Réputé mégalomane, provocateur et menteur, Michel Houellebecq est le symbole de «la radicalisation d’un auteur à succès». Est-ce une raison, bonne et suffisante, pour justifier des dérapages incontrôlés (du moins, en apparence) et inqualifiables? La réponse est dans la question.

Houellebecq vs Ernaux

Dans un flot impressionnant sur la toile, les commentaires emplissent les pages. On lit tout et aussi n’importe quoi. Et aussi des propos définitifs. Par exemple : «En préférant l’outsider Annie Ernaux au favori Houellebecq, les jurés du Nobel n’ont donc sans doute pas préféré une œuvre littéraire à une autre. Ils n’ont peut-être même pas préféré une femme à un homme. Ils ont offert à notre temps un miroir avantageux, préférant une littérature qui caresse le lecteur dans le sens du poil à une littérature qui met le doigt là où ça fait mal.»

En quelques mots, était ainsi résumé ce qui fait figure d’un match. D’un côté, Michel Houellebecq, l’écrivain français contemporain le plus lu dans le monde et, de l’autre, Annie Ernaux, 82 ans, la première Française prix Nobel de littérature – décerné le 6 octobre dernier.

Quelques jours plus tard, celle qu’on surnomme «la papesse de l’autofiction» lançait une attaque violente contre l’auteur. Extrait : «Il a des idées totalement réactionnaires, antiféministes, c’est rien de le dire! J’avais beaucoup aimé son premier livre, Extension du domaine de la lutte, conseillé par mon autre fils. C’était vraiment neuf, cette idée que la lutte allait se jouer sur l’apparence physique. Mais ensuite…»

Elle poursuit, remontée : «J’ai arrêté de le lire à cause de son image des femmes, des mères, des femmes mûres, sa manière de décrire les peaux, les seins qui tombent. Quitte à avoir une audience avec ce prix, étant donné ses idées délétères, franchement, mieux vaut que ce soit moi!

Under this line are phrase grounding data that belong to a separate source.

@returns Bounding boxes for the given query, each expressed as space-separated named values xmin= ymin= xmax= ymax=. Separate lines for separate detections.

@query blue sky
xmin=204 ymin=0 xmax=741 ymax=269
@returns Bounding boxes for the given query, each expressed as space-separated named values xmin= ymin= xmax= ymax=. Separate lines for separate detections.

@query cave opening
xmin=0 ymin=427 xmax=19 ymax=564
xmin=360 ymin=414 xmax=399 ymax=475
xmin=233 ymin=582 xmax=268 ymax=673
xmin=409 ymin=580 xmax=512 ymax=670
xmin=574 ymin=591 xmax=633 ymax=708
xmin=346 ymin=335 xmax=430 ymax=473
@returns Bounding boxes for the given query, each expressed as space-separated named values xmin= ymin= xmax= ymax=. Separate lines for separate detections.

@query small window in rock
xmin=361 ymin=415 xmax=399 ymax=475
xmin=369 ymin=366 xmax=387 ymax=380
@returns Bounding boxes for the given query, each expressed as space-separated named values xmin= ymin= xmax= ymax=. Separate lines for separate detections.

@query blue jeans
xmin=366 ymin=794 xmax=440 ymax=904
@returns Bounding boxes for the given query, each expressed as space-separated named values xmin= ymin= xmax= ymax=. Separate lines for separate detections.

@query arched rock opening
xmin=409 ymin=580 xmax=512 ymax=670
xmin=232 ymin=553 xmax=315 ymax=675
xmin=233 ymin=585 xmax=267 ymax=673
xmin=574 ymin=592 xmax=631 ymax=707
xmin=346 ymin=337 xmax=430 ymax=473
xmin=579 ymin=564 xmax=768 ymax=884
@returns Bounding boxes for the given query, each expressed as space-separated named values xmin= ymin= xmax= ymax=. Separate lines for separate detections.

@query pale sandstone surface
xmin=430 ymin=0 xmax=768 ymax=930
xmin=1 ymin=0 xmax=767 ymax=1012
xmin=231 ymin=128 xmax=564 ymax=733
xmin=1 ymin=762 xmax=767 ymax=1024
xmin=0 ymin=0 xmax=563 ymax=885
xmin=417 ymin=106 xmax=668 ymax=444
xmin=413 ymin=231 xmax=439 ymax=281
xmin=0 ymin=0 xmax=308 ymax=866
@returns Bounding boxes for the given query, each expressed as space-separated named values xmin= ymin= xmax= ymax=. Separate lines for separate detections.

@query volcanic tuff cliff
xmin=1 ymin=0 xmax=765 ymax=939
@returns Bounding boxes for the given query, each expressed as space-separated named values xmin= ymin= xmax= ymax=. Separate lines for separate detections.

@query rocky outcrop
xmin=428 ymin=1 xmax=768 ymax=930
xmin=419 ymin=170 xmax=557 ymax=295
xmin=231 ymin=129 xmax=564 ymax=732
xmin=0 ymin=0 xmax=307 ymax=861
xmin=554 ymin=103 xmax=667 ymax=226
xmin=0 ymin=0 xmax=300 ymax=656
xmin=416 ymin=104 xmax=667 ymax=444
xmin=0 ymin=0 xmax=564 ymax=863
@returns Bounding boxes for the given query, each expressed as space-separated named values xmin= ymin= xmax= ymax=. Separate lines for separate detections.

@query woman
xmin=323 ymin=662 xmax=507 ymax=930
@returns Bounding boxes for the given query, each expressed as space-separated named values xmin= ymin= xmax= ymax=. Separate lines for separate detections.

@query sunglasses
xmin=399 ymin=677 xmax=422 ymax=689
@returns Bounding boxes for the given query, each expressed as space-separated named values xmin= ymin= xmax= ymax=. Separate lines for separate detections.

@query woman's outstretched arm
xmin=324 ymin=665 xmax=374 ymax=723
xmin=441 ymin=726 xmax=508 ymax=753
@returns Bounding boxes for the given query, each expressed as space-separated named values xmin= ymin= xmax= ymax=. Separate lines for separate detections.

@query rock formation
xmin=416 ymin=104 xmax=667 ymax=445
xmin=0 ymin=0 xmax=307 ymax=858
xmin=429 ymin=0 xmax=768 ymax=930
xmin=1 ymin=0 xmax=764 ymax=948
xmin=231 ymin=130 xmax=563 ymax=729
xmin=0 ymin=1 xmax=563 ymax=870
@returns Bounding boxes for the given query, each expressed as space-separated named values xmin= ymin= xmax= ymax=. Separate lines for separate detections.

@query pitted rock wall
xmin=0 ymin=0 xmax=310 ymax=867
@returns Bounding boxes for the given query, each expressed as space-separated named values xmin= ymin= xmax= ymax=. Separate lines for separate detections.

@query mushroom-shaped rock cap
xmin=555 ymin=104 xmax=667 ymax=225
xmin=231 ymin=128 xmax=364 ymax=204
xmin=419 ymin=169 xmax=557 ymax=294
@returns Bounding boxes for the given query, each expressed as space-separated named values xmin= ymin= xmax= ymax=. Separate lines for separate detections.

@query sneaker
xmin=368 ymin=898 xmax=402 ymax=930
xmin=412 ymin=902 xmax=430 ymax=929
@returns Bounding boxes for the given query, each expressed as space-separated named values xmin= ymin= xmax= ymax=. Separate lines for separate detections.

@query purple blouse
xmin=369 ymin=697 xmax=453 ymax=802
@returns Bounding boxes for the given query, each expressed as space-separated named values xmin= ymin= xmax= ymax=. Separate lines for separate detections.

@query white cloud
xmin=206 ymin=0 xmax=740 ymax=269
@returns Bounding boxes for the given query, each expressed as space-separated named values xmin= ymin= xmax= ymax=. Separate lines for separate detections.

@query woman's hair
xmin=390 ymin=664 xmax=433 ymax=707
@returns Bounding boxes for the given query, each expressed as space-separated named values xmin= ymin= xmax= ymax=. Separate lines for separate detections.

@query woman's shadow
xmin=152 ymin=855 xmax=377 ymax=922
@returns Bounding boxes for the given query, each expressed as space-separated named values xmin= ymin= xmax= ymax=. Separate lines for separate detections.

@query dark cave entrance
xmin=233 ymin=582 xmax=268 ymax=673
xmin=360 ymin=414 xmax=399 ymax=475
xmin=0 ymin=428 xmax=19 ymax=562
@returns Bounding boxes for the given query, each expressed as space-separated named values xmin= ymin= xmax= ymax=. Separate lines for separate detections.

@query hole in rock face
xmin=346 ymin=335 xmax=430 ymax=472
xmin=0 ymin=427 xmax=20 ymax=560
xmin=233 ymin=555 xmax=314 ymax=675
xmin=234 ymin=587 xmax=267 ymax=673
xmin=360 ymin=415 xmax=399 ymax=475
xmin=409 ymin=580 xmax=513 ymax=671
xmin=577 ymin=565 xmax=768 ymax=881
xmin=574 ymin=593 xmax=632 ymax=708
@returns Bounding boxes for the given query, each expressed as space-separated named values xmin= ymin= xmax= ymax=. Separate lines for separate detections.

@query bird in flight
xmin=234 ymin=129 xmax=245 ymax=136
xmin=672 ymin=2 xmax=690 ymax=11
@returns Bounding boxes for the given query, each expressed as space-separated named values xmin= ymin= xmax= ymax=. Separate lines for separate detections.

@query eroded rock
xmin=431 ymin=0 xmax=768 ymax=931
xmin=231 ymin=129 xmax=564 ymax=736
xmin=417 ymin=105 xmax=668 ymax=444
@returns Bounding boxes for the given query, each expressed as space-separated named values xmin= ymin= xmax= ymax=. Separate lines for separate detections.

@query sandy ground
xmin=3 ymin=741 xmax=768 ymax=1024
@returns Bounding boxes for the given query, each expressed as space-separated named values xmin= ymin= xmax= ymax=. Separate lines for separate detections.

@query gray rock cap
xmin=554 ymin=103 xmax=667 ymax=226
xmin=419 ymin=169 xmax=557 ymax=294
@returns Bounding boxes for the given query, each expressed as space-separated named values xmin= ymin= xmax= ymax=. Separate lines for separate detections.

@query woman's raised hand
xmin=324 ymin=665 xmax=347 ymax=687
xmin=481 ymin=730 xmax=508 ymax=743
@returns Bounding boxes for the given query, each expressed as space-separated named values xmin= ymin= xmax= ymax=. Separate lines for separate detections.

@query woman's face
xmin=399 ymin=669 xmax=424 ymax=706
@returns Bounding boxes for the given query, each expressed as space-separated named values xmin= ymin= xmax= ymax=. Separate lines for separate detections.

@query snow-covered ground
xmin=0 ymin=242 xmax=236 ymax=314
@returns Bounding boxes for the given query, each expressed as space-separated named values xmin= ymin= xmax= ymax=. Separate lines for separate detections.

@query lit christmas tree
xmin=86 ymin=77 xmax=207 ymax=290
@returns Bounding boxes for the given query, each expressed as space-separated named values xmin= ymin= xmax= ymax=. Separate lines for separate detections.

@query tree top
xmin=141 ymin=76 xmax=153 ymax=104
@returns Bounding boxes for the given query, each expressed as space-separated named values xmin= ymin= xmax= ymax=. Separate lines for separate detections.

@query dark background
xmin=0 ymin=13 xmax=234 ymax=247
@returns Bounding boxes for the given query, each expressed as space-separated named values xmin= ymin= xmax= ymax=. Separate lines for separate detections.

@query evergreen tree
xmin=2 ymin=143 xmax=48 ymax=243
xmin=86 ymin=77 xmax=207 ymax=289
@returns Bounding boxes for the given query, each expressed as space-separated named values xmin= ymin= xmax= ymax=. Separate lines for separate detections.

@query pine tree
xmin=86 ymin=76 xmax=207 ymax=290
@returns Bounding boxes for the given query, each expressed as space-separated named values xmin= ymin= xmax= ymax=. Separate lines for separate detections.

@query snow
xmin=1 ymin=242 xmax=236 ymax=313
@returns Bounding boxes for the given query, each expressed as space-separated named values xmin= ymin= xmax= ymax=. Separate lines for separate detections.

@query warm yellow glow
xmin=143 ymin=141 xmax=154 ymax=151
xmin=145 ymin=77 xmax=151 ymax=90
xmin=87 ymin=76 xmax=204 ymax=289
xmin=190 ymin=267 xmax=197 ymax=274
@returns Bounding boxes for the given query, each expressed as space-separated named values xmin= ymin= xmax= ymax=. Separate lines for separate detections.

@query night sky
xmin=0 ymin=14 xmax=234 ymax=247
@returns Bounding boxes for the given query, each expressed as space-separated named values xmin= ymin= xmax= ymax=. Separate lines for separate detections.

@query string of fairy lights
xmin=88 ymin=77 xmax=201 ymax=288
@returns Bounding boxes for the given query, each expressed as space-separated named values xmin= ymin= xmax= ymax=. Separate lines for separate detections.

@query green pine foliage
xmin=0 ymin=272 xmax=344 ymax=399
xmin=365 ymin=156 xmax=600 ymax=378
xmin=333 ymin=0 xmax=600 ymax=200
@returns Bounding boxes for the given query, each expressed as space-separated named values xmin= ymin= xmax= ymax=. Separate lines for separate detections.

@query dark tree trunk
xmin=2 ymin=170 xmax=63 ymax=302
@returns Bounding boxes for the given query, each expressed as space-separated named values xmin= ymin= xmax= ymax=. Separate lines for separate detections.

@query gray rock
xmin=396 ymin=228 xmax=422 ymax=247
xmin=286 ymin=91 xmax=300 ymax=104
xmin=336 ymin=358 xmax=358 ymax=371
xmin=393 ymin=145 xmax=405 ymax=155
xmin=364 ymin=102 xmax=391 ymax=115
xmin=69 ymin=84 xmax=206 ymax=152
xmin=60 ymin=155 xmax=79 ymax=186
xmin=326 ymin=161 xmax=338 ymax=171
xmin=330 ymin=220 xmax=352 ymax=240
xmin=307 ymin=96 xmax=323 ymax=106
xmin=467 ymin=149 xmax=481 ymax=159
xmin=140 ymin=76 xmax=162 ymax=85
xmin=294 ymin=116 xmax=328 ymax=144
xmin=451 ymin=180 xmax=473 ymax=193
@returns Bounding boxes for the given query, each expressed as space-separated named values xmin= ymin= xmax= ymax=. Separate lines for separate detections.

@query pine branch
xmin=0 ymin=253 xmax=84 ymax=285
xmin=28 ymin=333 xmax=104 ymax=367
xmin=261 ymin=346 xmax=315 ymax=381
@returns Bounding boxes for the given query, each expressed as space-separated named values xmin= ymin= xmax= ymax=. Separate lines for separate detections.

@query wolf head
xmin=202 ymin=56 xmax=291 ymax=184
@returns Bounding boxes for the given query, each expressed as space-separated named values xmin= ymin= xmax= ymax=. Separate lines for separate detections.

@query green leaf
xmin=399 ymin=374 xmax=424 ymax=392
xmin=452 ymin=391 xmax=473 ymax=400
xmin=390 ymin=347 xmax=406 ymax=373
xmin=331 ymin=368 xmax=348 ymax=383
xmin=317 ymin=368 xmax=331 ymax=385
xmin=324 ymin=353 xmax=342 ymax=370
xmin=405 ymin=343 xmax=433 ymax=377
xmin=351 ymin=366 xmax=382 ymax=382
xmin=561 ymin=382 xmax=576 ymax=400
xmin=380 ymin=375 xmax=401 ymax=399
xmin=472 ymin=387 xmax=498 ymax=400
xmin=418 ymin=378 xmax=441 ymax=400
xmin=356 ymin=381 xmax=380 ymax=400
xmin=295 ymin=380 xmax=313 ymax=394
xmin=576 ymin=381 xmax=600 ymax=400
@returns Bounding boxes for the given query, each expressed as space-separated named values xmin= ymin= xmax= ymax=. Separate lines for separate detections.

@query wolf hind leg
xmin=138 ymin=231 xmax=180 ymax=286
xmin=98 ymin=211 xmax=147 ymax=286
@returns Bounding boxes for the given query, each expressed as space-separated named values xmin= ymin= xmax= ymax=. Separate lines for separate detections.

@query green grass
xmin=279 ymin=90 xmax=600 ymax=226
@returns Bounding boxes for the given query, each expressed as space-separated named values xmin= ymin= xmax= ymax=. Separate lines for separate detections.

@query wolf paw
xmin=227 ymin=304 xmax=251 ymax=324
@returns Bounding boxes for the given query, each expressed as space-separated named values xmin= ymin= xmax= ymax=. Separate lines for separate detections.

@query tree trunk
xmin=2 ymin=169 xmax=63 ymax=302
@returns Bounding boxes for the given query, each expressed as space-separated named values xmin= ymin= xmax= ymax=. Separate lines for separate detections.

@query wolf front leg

J’ai lu son Goncourt, La Carte et le Territoire, mais l’écriture… Il n’y en a pas. Alors il est très traduit, parce que c’est extrêmement facile à traduire.» Bonjour, l’ambiance!

La presse de droite à sa rescousse

À travers les propos de l’auteure des Années (2008) ou du tout récent Jeune Homme (2022), surgissent surtout deux conceptions, deux approches de la littérature et deux visions et convictions politiques. Résumé, on dira qu’Annie Ernaux est une femme de gauche et que Michel Houellebecq penche à droite.

La première, féministe revendiquée, ne cache pas sa sympathie intellectuelle pour Jean-Luc Mélenchon et son parti La France insoumise. Ainsi, on l’a vue, peu après sa réception du Nobel, en tête d’une manifestation à Paris «contre la vie chère» d’ami(es) insoumis(es).

Après avoir été encensé par la presse de gauche, le second, lui, a glissé progressivement vers une moins recommandable où il a ses «ronds de serviette», tant au quotidien Le Figaro, l’hebdomadaire Valeurs actuelles, le mensuel Causeur ou Front populaire.

Et un journaliste-historien ne manque pas de rappeler que, dans les années 1930-50, Louis-Ferdinand Céline, l’auteur du Voyage au bout de la nuit (1932), était encensé par la gauche française avant d’être récupéré par la droite (et l’extrême) quand celle-ci a découvert que, dans ses écrits, figuraient nombre de thèses  (comme l’antisémitisme) dont certaines passibles de sanctions judiciaires. Un destin qui résonne fort dans celui de Michel Houellebecq.